I could do without some bloat. Watchtower feels like an enterprise need that is otherwise low-value and (by default) noisy for individuals/families. I obviously don't need "AI" forced into my password manager. I didn't love the version 7 to 8 transition that required a new app/extension to be installed. But all of that is really not so bad.
So yeah, I don't feel like I'm getting any additional value that justifies the price increase, but it's still more than worth it for me.
I stopped my 1Password subscription last year and started using Apple Passwords. The user experience is great if you switch to Safari with fingerprint login.
I get a lot of value from 1Password but the software quality has fallen.
There was a period of time that 1P would constantly grab window focus on macOS, they must have finally fixed it because after months of it randomly happening I don't think it's happened for at least 4 months. Then there is stuff like adding a new item, the search "Try searching anything", well, at least as long as "Anything" is not the _type_ of new item you want to create...
If I search "API" because I want to create an API key entry it shows be a bunch of worthless suggestions of websites (why would that be useful?) and at the bottom just injects my search term into the name of the 3 top "types" of item you can make. I have to expand it and scroll down to find API Credential. This is maddening to me. In part because of the mocking "Try searching anything", which is just clearly BS, and in part because I find the website search 100% useless and the only thing I care to search on is the types of new 1Password item I might create.
I've had good experiences with KeePassXC. In addition to being able to store your passwords, it can ingest TOTP seeds.
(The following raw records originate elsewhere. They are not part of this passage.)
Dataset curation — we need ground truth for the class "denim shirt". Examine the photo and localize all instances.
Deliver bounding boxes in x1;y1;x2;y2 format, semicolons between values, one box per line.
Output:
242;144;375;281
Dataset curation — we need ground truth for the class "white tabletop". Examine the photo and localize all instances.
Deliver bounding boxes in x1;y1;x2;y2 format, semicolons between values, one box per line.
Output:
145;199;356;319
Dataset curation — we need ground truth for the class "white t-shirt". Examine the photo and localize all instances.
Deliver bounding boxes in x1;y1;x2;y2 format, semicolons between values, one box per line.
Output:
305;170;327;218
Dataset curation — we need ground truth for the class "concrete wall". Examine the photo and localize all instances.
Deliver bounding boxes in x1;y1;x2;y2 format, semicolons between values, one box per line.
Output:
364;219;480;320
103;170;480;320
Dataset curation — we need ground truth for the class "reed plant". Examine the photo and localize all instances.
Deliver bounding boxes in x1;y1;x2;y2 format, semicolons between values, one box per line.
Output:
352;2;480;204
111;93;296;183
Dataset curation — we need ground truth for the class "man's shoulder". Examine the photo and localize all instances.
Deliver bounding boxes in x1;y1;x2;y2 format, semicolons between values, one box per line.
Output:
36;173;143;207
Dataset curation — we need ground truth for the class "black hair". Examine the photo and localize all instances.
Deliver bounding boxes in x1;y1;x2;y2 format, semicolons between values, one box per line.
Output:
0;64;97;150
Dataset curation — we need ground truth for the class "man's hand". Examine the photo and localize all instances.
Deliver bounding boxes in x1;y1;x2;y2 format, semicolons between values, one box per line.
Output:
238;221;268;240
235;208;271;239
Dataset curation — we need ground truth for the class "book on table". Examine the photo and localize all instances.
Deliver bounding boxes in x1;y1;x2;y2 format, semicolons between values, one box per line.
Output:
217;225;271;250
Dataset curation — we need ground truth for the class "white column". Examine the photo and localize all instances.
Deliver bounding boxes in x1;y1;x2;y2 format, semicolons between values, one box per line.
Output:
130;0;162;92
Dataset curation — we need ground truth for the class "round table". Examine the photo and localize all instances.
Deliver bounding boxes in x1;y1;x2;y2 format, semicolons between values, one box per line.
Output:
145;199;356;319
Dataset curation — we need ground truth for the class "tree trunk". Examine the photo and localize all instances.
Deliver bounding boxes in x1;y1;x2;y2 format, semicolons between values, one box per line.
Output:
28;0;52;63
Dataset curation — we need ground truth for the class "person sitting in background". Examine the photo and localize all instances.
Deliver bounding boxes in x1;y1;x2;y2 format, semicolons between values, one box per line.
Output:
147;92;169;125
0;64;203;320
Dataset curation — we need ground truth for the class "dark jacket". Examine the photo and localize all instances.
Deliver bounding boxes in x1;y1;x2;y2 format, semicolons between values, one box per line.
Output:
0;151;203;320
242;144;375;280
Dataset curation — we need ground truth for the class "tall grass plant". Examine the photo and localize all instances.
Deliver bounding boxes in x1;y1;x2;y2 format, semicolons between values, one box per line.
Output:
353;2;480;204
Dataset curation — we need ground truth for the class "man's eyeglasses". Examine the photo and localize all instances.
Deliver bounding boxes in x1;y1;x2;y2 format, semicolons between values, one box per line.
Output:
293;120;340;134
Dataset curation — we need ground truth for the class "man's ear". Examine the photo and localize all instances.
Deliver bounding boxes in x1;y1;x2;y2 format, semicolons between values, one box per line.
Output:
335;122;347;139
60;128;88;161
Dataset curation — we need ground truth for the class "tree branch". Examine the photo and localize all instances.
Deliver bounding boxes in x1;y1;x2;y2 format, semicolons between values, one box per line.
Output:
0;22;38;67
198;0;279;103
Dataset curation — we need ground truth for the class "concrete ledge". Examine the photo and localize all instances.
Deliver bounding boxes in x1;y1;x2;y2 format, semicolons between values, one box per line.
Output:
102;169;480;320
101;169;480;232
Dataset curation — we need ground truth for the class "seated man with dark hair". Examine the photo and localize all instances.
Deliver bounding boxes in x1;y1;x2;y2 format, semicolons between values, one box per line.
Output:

And finally, it's open source and cross platform. (I originally stumbled upon it because it was the only KeePass implementation that tried to look like a native MacOS app)
This is a killer feature for me, since apparently iOS backups do not backup your TOTP generators in Google Authenticator, which I discovered after I wiped my phone and restored it thinking I was perfectly safe doing so given I had a backup.
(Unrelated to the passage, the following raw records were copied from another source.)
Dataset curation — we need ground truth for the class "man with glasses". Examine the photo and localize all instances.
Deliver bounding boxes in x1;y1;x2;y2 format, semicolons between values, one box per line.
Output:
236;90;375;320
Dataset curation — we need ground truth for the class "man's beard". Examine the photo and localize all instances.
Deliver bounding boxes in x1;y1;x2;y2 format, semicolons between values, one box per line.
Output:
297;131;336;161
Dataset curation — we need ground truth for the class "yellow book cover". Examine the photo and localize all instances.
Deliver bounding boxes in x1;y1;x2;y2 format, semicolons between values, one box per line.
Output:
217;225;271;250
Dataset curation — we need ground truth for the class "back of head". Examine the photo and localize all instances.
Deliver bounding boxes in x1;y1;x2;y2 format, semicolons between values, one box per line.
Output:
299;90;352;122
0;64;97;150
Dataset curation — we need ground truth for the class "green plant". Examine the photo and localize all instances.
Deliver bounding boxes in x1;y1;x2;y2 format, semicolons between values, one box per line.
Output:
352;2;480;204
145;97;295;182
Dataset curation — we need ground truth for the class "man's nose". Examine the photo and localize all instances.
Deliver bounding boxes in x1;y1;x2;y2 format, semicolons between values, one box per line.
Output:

I now encourage all the folks I mentor to set up a KeePass vault for the TOTP seeds.
There's even an option to generate one of those fancy QR codes that apps like authenticator can use, so the two are not mutually exclusive.
If you're an individual, not an enterprise user, I don't see why anyone would pay for a password manager.
I login/unlock my password manager maybe...a dozen times a week and that would be a high count when I'm doing "business" and logging in for financial things.
A commenter here recently just asked me if I have considered BitWarden due to my gripes with KeePass. KeePass cannot rent-seek off my passwords. You can of course host BitWarden, but the official software can always get worse (see Minio). Thankfully we have community run versions of the BitWarden server (VaultWarden), whereas 1password customers are left to dry. There just isn't any money in personal password managers, and restricting features like TOTP (BitWarden free tier) rarely entices the average person to get a paid plan.
They still don't have support for recovery codes and links to secrets between vaults... Their Chrome extension stopped working for most websites, especially for credit cards! The Electron app is using plenty of RAM.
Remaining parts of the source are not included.